Average CPU usage exceeds 95% for 20 minutes. Check system processes, or change resource pool settings of parameters PLANNEDCONCURRENCY and/or MAXCONCURRENCY. For details, see ALTER RESOURCE POOL and Built-in resource pools configuration.
Excessive swap activity; average memory usage exceeds 99% for 10 minutes. Check system processes
A table does not have any Database Designer-designed projections. Run database designer on the table. For details, see Incremental design.
Table statistics are stale. Run ANALYZE_STATISTICS on table columns. See also Collecting database statistics.
Data distribution in segmented projection is skewed. Resegment projection on high-cardinality columns. For details, see Designing for segmentation.
Attempts to execute a query generated a GROUP BY spill event. Consider running an incremental design on the query.

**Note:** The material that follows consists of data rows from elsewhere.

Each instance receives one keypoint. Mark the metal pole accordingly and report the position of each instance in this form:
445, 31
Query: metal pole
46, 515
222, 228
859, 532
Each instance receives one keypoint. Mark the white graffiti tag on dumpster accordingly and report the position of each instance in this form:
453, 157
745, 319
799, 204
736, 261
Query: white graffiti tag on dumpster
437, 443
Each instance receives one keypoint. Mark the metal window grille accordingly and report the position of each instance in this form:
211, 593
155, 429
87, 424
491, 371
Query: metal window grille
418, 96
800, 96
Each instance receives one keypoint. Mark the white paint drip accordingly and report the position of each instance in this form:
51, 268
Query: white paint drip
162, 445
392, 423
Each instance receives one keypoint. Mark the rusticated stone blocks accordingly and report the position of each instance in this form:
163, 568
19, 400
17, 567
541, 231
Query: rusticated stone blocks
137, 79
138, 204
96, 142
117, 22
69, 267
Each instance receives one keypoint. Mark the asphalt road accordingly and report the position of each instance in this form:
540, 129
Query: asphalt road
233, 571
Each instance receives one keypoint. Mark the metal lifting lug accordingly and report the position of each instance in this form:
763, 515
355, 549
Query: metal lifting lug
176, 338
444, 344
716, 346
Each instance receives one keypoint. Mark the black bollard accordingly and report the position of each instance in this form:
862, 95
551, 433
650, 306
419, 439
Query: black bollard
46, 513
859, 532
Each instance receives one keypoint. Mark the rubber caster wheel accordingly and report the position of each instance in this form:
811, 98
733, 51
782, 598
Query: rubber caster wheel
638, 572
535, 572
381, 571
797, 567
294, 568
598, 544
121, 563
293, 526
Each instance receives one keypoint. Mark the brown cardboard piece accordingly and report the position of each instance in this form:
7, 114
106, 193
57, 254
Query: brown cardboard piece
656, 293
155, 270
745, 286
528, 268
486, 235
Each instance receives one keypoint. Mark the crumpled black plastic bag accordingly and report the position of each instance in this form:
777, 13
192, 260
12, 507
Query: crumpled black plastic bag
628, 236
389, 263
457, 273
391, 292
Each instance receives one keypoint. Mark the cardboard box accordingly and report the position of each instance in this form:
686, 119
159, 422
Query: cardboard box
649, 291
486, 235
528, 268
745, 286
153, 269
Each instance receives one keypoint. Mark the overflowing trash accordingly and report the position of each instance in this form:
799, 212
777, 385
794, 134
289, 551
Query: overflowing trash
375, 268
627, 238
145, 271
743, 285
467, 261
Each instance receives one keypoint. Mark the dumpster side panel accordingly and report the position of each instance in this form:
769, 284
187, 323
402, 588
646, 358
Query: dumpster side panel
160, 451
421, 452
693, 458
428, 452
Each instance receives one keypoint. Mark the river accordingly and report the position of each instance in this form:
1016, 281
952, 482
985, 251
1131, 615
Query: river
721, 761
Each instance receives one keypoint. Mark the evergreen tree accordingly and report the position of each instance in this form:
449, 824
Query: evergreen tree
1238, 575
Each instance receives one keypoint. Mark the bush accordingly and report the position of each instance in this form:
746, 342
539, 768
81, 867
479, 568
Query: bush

Internal configuration parameter is not the same across nodes. Reset configuration parameter with ALTER DATABASE...SET
LGE threshold setting is lower than the default setting. Workload Analyzer does not trigger a tuning recommendation for this scenario unless you altered settings and/or services under the guidance of technical support.
Tuple Mover is disabled.
Too many ROS containers since the last mergeout operation; configuration parameters are set lower than the default.
Too many ROS containers since the last mergeout operation; the TM Mergeout service is disabled.